Ultimately, the Illinois district court reached a sensible conclusion in this Illinois case. The MSP Act unambiguously defines a “primary plan” as “[group health plans] and a workmen's compensation law or plan, an automobile or liability insurance policy or plan (including a self-insured plan) or no-fault insurance.” 42 U.S.C. § 1395y(b)(2)(A)(ii). IIGF does not fall under any of these plan types; it does not issue insurance policies, does not collect premiums, and does not insure against any risk. It is simply a function of Illinois’ statutory scheme which requires the Director of Illinois Department of Insurance, acting as a court-appointed liquidator, to pay “covered claims” as defined by Illinois law.

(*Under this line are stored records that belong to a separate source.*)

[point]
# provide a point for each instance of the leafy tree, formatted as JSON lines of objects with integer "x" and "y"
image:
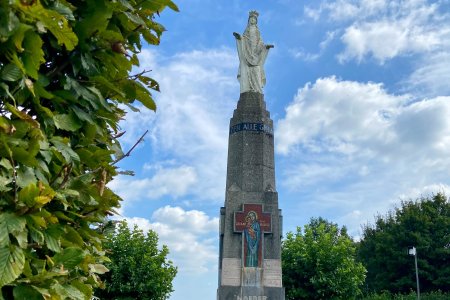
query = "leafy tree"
{"x": 64, "y": 69}
{"x": 319, "y": 263}
{"x": 138, "y": 269}
{"x": 425, "y": 224}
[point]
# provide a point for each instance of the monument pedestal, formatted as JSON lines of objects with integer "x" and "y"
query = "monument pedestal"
{"x": 250, "y": 222}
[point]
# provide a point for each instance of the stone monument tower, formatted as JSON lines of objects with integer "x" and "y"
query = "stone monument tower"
{"x": 250, "y": 222}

Sanderson Firm has been retained as expert counsel in various settlements where a Medicare beneficiary has or will receive a lump sum compensation from a state insolvency insurer and the underlying claim arises out of a workers’ compensation, liability, or no-fault injury. Generally, the federal government will aggressively seek conditional payment reimbursement from the state insolvency insurer, and the insolvency insurer, in an effort to save time and avoid unnecessary legal fees, will instinctively files suit in federal court seeking a declaratory judgment to “protect” them from Medicare’s overreach. However, prior case law from various circuits confirms that this is a fatal error.

The IIGF case serves as an encouraging reminder that a state insolvency insurer may prevail in federal court and become exempt from MSP compliance requirements so long as it first attempts resolution through Medicare’s existing administrative conditional payment appeal process. If your organization has a question regarding this case or is seeking assistance on your state insolvency issue, please contact us.

[1] Though rare, an insurance carrier may go out of business. Insolvency insurers are established to protect the public/direct policyholders should their insurance carrier become insolvent.

[2] The first level of appeal is performed via the Medicare contractor who issued the recovery demand; the second level of appeal is performed by a Qualified Independent Contractor; the third level of appeal is performed by an Administrative Law Judge; the fourth level of appeal is performed by the Medicare Appeals Council; and the fifth level of appeal is judicial review performed by a federal district court.